We matched for the following six variables: sex, social group (caste), education of head of household, economic quintile, choice of public or private provider and disease category. The main causes of hospitalization were categorized into 12 groups: infections, cancers, metabolic and blood diseases, mental and neurological illness, eye, cardiovascular, respiratory, gastro-intestinal, musculo-skeletal and genito-urinary, obstetric (including childbirth), injuries and others. The nearest neighbour matching method with replacement was used in combination with a logit model. To satisfy the balancing property on all of the background characteristics, a ‘hit’ or ‘miss’ approach was used.
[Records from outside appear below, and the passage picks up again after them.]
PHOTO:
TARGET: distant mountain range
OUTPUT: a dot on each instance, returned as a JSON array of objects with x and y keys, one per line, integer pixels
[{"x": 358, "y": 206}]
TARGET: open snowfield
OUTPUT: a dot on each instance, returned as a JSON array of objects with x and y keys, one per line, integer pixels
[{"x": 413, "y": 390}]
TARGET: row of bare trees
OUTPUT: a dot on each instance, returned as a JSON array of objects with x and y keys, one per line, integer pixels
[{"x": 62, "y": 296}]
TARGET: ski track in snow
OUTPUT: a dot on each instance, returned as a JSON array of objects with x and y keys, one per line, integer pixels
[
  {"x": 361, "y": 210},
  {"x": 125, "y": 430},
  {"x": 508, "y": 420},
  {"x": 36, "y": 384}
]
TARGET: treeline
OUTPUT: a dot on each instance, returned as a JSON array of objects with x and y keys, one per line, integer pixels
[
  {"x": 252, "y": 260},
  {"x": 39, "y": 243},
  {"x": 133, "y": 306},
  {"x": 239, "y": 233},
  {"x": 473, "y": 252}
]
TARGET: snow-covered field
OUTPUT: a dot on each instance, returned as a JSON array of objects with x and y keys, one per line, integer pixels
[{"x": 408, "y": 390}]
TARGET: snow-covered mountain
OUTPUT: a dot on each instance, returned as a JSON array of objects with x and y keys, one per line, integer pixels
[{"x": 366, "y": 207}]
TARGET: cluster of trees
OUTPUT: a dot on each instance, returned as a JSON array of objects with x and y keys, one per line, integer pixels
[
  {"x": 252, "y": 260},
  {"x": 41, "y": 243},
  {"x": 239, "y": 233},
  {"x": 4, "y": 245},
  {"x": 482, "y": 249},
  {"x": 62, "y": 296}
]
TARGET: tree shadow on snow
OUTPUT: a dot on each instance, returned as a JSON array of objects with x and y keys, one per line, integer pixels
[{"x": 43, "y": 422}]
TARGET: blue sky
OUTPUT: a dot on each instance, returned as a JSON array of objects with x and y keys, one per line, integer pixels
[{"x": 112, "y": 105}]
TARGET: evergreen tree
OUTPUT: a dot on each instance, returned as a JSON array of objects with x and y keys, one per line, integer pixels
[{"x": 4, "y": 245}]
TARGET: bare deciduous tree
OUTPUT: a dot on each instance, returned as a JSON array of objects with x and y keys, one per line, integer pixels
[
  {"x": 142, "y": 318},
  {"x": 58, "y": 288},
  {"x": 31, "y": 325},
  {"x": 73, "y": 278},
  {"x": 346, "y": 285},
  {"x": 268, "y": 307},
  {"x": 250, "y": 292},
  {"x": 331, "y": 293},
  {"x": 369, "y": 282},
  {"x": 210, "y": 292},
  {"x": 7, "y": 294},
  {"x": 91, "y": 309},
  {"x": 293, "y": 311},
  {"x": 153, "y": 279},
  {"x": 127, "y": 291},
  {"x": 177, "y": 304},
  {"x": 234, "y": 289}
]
The category of PFHI includes a variety of schemes (see Additional file 1), including those that provide insurance coverage for government employees. To study the contribution of the subset of PFHIs that are designed to prevent CHE among the poorer socio-economic groups of the society, we have conducted the PSM in two stages. First, PSM was applied to the total population (all five income quintiles), and later, it was applied only for the bottom three quintiles. We conducted PSM for all hospitalizations, irrespective of quintile groups, then conducted PSM again separately for the bottom three quintiles.
This study also examined whether PFHI coverage is associated with a change in the choice of provider since PFHIs were expected to overcome financial barriers to access of care in the private sector. Furthermore, to also study whether PFHI coverage led to increased utilization of hospitalization services, a multiple logit model was constructed, with the likelihood of hospitalization as the dependent variable and with publicly funded insurance coverage, education, age, economic quintile, sex, urban residence and social status as independent variables. Analysis was conducted using STATA software (version 13).